Job Offers – What are your rights?

All employees have an employment contract with their employer. This contract is an agreement between the two parties that sets out an employee’s working conditions, rights, responsibilities and duties. These are known as terms of the contract.

When someone has accepted an ‘unconditional’ job offer, this creates a legally binding contract of employment between the employer and employee. The difference between this and a ‘conditional’ job offer is that the conditional job offer can be rescinded if the person does not meet the employer’s requirements. This could be due to a number of reasons such as satisfactory references or the results of a DBS or health check.

Job offers and job acceptances do not necessarily have to be in writing, but it is a good idea for employees to ask for and also provide a written record. It is good advice to wait until an offer is unconditional before handing in a notice of resignation to a current employer as the offer could fall through until it has been finalised.

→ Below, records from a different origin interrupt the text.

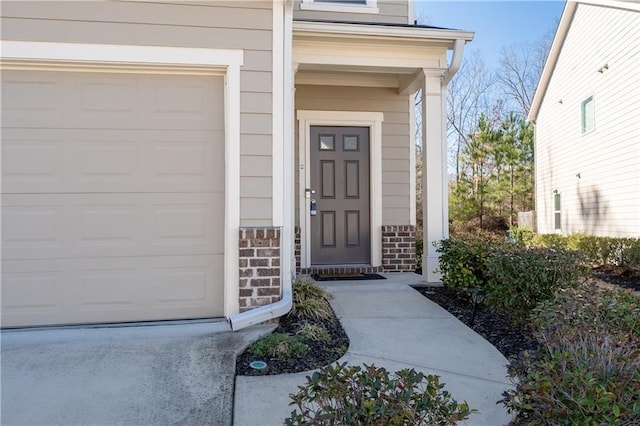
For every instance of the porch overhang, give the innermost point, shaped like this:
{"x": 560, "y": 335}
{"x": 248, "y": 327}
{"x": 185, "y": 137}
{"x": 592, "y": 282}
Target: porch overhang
{"x": 368, "y": 55}
{"x": 402, "y": 57}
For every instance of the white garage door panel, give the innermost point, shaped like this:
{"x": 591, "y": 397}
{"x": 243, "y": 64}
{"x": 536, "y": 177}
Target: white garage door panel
{"x": 70, "y": 160}
{"x": 110, "y": 289}
{"x": 59, "y": 226}
{"x": 112, "y": 197}
{"x": 111, "y": 101}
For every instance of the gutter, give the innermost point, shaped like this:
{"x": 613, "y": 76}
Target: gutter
{"x": 552, "y": 58}
{"x": 274, "y": 310}
{"x": 264, "y": 313}
{"x": 456, "y": 61}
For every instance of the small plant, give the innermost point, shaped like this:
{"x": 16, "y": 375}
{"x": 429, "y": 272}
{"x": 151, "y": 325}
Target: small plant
{"x": 350, "y": 395}
{"x": 309, "y": 331}
{"x": 588, "y": 370}
{"x": 278, "y": 344}
{"x": 310, "y": 301}
{"x": 462, "y": 262}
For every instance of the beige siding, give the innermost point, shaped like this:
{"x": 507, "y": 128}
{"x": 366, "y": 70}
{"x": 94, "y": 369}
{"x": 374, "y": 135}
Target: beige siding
{"x": 112, "y": 197}
{"x": 390, "y": 11}
{"x": 605, "y": 199}
{"x": 395, "y": 136}
{"x": 220, "y": 25}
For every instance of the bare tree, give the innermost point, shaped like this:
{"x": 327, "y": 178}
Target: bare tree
{"x": 520, "y": 70}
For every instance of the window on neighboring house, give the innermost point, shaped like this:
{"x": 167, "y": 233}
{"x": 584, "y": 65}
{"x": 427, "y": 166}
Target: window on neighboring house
{"x": 587, "y": 115}
{"x": 346, "y": 6}
{"x": 557, "y": 212}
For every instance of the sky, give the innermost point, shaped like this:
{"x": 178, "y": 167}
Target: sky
{"x": 495, "y": 23}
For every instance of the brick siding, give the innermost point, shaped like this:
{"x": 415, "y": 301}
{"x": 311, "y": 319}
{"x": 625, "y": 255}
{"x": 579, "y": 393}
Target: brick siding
{"x": 259, "y": 264}
{"x": 398, "y": 248}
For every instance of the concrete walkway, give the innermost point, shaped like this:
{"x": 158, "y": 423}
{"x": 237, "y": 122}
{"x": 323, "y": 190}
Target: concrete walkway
{"x": 389, "y": 324}
{"x": 176, "y": 373}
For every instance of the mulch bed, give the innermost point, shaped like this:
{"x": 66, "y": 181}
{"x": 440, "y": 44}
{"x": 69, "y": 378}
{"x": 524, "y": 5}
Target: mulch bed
{"x": 495, "y": 325}
{"x": 318, "y": 355}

Once a job offer has been accepted, there are certain actions that are able to be taken if an employer decides to withdraw their offer.

The first situation is if the job applicant has evidence that the employer discriminated against them when withdrawing the offer. Discrimination doesn’t have to be based on race, religion or sex, but could also be on age or disability. This is not an exhaustive list and each case is considered on an individual basis. This is unlawful and the applicant can take the employer to an employment tribunal for a resolution.

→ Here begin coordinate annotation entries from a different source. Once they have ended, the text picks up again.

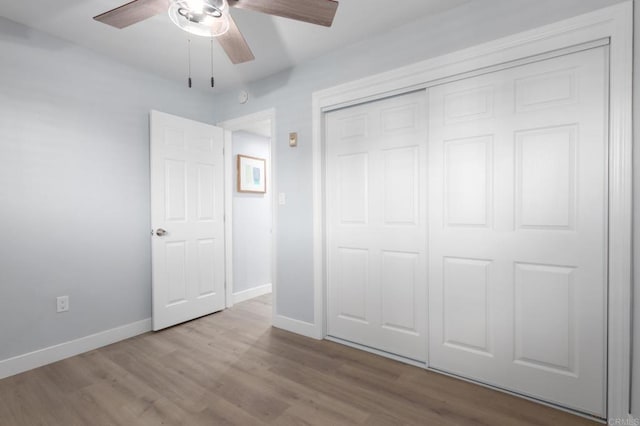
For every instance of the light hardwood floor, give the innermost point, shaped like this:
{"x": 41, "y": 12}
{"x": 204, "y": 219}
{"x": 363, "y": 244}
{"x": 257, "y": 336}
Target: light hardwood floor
{"x": 232, "y": 368}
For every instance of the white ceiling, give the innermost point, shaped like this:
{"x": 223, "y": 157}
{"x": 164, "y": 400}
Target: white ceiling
{"x": 157, "y": 46}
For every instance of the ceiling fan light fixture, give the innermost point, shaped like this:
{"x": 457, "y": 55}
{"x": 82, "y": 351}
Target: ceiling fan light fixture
{"x": 205, "y": 18}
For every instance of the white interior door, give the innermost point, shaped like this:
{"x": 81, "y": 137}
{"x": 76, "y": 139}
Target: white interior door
{"x": 518, "y": 219}
{"x": 376, "y": 227}
{"x": 187, "y": 206}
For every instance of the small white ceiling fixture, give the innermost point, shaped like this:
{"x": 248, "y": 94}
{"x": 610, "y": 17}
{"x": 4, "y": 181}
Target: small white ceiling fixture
{"x": 207, "y": 18}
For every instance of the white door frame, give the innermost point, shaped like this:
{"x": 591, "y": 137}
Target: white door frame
{"x": 230, "y": 126}
{"x": 615, "y": 24}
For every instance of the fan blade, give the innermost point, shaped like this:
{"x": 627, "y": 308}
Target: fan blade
{"x": 132, "y": 13}
{"x": 235, "y": 45}
{"x": 319, "y": 12}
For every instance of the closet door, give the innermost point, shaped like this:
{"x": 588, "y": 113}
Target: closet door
{"x": 517, "y": 229}
{"x": 376, "y": 227}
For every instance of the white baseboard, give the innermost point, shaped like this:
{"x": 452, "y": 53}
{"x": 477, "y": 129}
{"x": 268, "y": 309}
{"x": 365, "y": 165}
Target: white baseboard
{"x": 241, "y": 296}
{"x": 296, "y": 326}
{"x": 31, "y": 360}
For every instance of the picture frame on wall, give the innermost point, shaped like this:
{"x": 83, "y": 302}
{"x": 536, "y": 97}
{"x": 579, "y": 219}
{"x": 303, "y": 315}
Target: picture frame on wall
{"x": 252, "y": 174}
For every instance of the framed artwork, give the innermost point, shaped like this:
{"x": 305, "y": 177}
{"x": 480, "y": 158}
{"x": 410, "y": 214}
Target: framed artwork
{"x": 252, "y": 175}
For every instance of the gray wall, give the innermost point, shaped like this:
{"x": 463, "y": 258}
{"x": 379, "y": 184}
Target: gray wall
{"x": 635, "y": 388}
{"x": 290, "y": 93}
{"x": 74, "y": 188}
{"x": 251, "y": 220}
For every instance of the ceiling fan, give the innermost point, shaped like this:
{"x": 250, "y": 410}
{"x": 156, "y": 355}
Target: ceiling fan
{"x": 212, "y": 18}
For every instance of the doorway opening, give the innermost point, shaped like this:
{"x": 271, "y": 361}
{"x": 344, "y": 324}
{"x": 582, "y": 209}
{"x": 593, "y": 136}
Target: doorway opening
{"x": 250, "y": 215}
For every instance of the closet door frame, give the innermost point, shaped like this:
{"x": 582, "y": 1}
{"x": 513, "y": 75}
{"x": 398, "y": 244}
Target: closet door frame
{"x": 612, "y": 26}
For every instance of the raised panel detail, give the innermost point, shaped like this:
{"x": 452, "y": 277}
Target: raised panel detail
{"x": 468, "y": 105}
{"x": 468, "y": 181}
{"x": 354, "y": 127}
{"x": 466, "y": 310}
{"x": 545, "y": 170}
{"x": 176, "y": 272}
{"x": 544, "y": 317}
{"x": 352, "y": 283}
{"x": 545, "y": 90}
{"x": 174, "y": 138}
{"x": 401, "y": 186}
{"x": 206, "y": 192}
{"x": 206, "y": 267}
{"x": 353, "y": 188}
{"x": 175, "y": 190}
{"x": 398, "y": 282}
{"x": 201, "y": 144}
{"x": 401, "y": 118}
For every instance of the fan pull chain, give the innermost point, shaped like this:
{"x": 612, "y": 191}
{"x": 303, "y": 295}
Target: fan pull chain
{"x": 213, "y": 83}
{"x": 189, "y": 54}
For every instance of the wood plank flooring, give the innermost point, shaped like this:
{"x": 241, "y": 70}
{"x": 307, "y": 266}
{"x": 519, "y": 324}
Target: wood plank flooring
{"x": 233, "y": 368}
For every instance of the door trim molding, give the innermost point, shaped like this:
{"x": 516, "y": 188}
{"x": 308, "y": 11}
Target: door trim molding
{"x": 614, "y": 23}
{"x": 230, "y": 126}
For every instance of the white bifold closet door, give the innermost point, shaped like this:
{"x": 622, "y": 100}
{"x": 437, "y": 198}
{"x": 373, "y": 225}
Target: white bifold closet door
{"x": 518, "y": 229}
{"x": 376, "y": 225}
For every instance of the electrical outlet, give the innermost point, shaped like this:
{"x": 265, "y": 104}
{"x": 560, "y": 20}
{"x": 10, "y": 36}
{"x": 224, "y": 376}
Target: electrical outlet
{"x": 63, "y": 303}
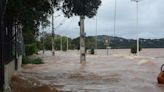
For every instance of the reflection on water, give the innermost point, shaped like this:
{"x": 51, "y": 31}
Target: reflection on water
{"x": 117, "y": 72}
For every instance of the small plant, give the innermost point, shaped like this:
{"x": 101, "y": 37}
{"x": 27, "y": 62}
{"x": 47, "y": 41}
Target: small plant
{"x": 31, "y": 49}
{"x": 27, "y": 60}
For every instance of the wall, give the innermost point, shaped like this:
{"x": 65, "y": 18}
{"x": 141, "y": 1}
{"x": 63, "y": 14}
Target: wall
{"x": 10, "y": 69}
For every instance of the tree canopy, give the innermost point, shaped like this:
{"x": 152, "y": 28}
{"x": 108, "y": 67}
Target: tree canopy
{"x": 80, "y": 7}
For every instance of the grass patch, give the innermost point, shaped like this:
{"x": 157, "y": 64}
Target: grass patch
{"x": 27, "y": 60}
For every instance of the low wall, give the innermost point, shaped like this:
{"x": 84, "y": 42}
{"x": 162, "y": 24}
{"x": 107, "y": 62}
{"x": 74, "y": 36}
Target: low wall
{"x": 9, "y": 70}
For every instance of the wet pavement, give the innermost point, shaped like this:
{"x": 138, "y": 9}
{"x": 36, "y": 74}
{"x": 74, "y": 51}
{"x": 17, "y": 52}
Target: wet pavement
{"x": 117, "y": 72}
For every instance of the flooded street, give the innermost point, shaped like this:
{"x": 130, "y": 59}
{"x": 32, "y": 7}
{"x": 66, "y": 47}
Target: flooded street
{"x": 117, "y": 72}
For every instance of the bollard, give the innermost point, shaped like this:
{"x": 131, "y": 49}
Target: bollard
{"x": 161, "y": 76}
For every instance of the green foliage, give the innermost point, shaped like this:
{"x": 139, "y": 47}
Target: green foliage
{"x": 31, "y": 49}
{"x": 134, "y": 49}
{"x": 81, "y": 7}
{"x": 27, "y": 60}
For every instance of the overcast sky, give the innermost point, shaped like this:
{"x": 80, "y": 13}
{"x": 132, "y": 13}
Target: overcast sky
{"x": 151, "y": 20}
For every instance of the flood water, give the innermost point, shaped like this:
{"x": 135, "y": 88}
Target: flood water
{"x": 117, "y": 72}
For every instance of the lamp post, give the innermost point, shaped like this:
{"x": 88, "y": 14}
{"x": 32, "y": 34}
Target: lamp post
{"x": 96, "y": 34}
{"x": 137, "y": 1}
{"x": 115, "y": 14}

The second situation is if the employer confirmed the job offer was unconditional or the applicant met all of the necessary conditions. As mentioned earlier, accepting a job offer creates a binding contract between the employer and employee, which means the job applicant can sue the employer for breach of contract.

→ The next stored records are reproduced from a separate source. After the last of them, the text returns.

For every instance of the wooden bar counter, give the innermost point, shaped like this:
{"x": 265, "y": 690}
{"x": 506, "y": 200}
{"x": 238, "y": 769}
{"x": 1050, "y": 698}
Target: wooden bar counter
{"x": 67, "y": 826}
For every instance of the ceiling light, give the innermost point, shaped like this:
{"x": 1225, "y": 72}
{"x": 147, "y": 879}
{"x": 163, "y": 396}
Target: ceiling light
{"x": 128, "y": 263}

The third situation is if the employer’s offer was conditional and the applicant did not meet the conditions. In this case, the applicant cannot take any action as there was no contract and no breach.

If a new employee changes their mind about a job after accepting an unconditional offer, the employer is entitled to make them work out any contractual element of their notice, or alternatively sue them for breach of contract.

If someone decides to make a claim to a tribunal, they must usually make the claim within 3 months of their employment ending or the problem happening. The tribunal is independent of the government and will listen to the claimant (the person making the claim) and the respondent (the person or company the claim is being made against) before making any decision.

The Advisory, Conciliation and Arbitration Service (Acas) must be notified of any intention to make a claim. They can be contacted by phone on 0300 123 1100 Monday to Friday between 8am and 8pm, and Saturday between 9am and 1pm.

It may also be useful to gain legal help or advice before making any claim. Free advice is available from Citizen’s Advice or you may have free legal representation from your trade union.